Along color image C ^* Inverse process resolution color image C generated by (x, y) ^* (x, y) to obtain the attributes of left_color and right_color elements, writing into a vector diagram XML file;

to be detected color image C ^*′ Performing discrete wavelet transformation on the (x, y) and the initial color image C (x, y) to respectively obtain low-frequency subbands and performing Slant transformation to obtain a transformation matrix;

ordering the two groups of transformation coefficients in a zigzag manner, extracting watermark information, and performing inverse DCT (discrete cosine transform) to obtain a watermark image W ^* (i,j)。

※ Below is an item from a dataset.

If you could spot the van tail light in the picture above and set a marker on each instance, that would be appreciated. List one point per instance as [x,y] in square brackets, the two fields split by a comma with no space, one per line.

2. The method for obtaining a digital watermark of a color image based on a transform domain according to claim 1, wherein the transform matrix for obtaining the embedded watermark comprises:

performing DCT on the watermark image once to generate a transformation matrix W _dct Different frequency parts are distributed at different positions of the transformation matrix after transformation; performing discrete wavelet transform on the color image C (x, y) to obtain a low-frequency subband LL;

3. The transform domain based color image digital watermarking method according to claim 2, wherein the addition principle is specifically:

4. The transform domain based color image digital watermarking method according to claim 2, wherein the step of sorting the two sets of transform coefficients in a zigzag order is specifically to extract watermark information:

5. a transform domain based color image digital watermarking method, the method comprising:

separating R, G and B components of the watermark image I to obtain a trichromatic base matrix, and performing K Arnold transformation operations on the trichromatic base matrix respectively, wherein K is a scrambling key to obtain scrambled trichromatic components;

6. The transform domain based color image digital watermarking method according to claim 5, wherein the watermark embedding operation is specifically performed by combining the human visual system to use different embedding intensities for different color components:

S_I ^* _R(G,B) (i,j)＝S_I _R(G,B) (i,j)+α _R(G,B) ×S_W _R(G,B) (i,j)

7. The transform domain based color image digital watermarking method according to claim 5, wherein the extracting watermark is specifically:

is the extracted watermark information.